The Kidney TRUST

Memphis Woman Doesn’t Let Kidney Disease Slow Her Down

Angela Gordon of Memphis, Tennessee was diagnosed with high blood pressure and scarring of the kidneys when she was just 19 years old.  Over the course of ten years her kidneys eventually failed and she began CAPD dialysis, which allowed her to continue working full-time.  (Continuous ambulatory peritoneal dialysis or CAPD is done at home.) After being on dialysis for almost four years, Angela received a kidney transplant.  Unfortunately, her body rejected her donated kidney after two years and at age 36 she’s currently back on dialysis and on the waiting list for another transplant.

Angela Gordon

Angela Gordon

Despite these setbacks in her health, Angela maintains a very upbeat point of view.  “I try to stay positive,” says Angela.  “For me, a positive attitude is the key to everything.”  After years of treatment, Angela is very focused on how important it is for her to concentrate on her diet and overall health.  She tries to adhere to the proper diet and keep her blood pressure under control.

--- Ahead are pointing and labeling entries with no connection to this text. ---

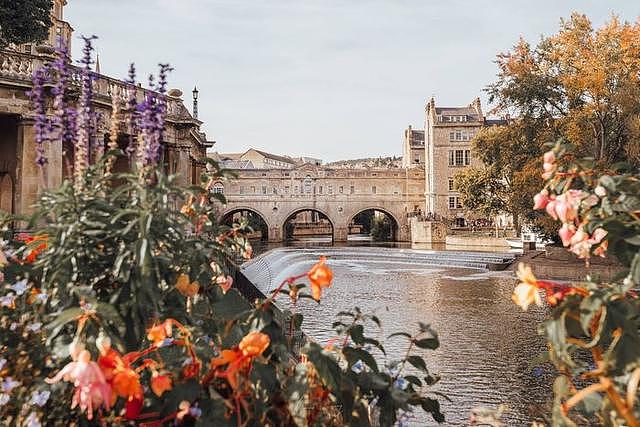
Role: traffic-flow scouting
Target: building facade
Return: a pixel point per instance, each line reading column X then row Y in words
column 183, row 148
column 413, row 148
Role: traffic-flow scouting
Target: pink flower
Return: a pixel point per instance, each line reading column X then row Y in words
column 541, row 200
column 566, row 206
column 91, row 388
column 551, row 208
column 566, row 233
column 580, row 244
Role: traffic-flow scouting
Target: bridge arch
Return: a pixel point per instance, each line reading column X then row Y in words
column 261, row 217
column 392, row 234
column 327, row 224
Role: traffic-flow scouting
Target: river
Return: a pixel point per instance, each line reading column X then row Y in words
column 488, row 345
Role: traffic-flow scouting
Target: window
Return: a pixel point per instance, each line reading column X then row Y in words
column 218, row 188
column 459, row 157
column 308, row 183
column 455, row 202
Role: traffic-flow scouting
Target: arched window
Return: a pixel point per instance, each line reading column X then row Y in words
column 218, row 188
column 308, row 184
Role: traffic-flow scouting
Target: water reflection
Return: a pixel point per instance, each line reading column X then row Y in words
column 487, row 344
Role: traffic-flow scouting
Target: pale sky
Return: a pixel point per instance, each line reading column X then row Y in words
column 334, row 79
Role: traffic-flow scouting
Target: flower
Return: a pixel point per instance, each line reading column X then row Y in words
column 20, row 287
column 225, row 282
column 540, row 200
column 600, row 191
column 40, row 398
column 185, row 288
column 320, row 276
column 91, row 388
column 9, row 384
column 34, row 250
column 158, row 333
column 526, row 292
column 254, row 344
column 566, row 232
column 8, row 301
column 32, row 420
column 160, row 383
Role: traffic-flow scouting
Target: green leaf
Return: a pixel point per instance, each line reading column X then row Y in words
column 427, row 343
column 418, row 362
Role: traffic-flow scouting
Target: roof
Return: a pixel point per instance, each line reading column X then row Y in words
column 274, row 156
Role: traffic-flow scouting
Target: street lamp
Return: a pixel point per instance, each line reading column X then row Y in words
column 195, row 102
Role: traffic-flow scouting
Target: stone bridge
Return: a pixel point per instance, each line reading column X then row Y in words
column 278, row 195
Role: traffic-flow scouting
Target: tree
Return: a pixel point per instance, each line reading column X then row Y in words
column 580, row 84
column 24, row 21
column 504, row 183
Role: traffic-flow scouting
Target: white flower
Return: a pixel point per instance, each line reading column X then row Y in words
column 358, row 367
column 9, row 384
column 8, row 300
column 40, row 398
column 34, row 327
column 20, row 287
column 33, row 421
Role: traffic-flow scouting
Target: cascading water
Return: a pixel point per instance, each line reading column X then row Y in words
column 487, row 344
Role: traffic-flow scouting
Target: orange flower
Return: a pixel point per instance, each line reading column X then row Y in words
column 160, row 383
column 160, row 332
column 126, row 383
column 254, row 344
column 34, row 249
column 320, row 277
column 225, row 282
column 185, row 288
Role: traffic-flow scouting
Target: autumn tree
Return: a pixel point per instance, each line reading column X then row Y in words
column 580, row 84
column 506, row 182
column 24, row 21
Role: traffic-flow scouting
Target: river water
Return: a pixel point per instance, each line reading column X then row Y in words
column 488, row 345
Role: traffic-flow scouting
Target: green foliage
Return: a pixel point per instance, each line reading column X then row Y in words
column 593, row 328
column 24, row 21
column 119, row 260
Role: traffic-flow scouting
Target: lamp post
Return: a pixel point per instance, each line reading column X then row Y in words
column 195, row 102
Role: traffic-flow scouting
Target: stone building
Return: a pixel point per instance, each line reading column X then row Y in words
column 278, row 196
column 413, row 148
column 448, row 135
column 183, row 149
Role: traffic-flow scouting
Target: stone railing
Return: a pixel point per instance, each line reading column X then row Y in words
column 19, row 67
column 16, row 66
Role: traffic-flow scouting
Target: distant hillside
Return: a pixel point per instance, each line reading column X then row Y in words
column 370, row 162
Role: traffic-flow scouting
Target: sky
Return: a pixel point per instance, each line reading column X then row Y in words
column 332, row 79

Angela has a strong message to others about living with kidney disease.  “Being diagnosed with kidney disease should be a wake-up call,” she noted.  “Many people don’t really feel that bad in the early stages of the disease and think they can just ignore it.  My strong advice is to accept that you have the disease, listen to your doctor and do everything you can to protect your kidneys.  Kidney disease isn’t going away, but you can slow it down by doing the right things.”

Angela has not let her condition slow her down too much.  She maintains her job as a data entry operator for Ducks Unlimited and travels whenever she can.  Her last trip was a cruise around Mexico’s Yucatan Peninsula and this year she plans to take a cruise through the Bahamas.  “I love to travel,” Angela said, “And I’m not going to let kidney disease stand in my way.  I will continue to live life and enjoy every day to the fullest.”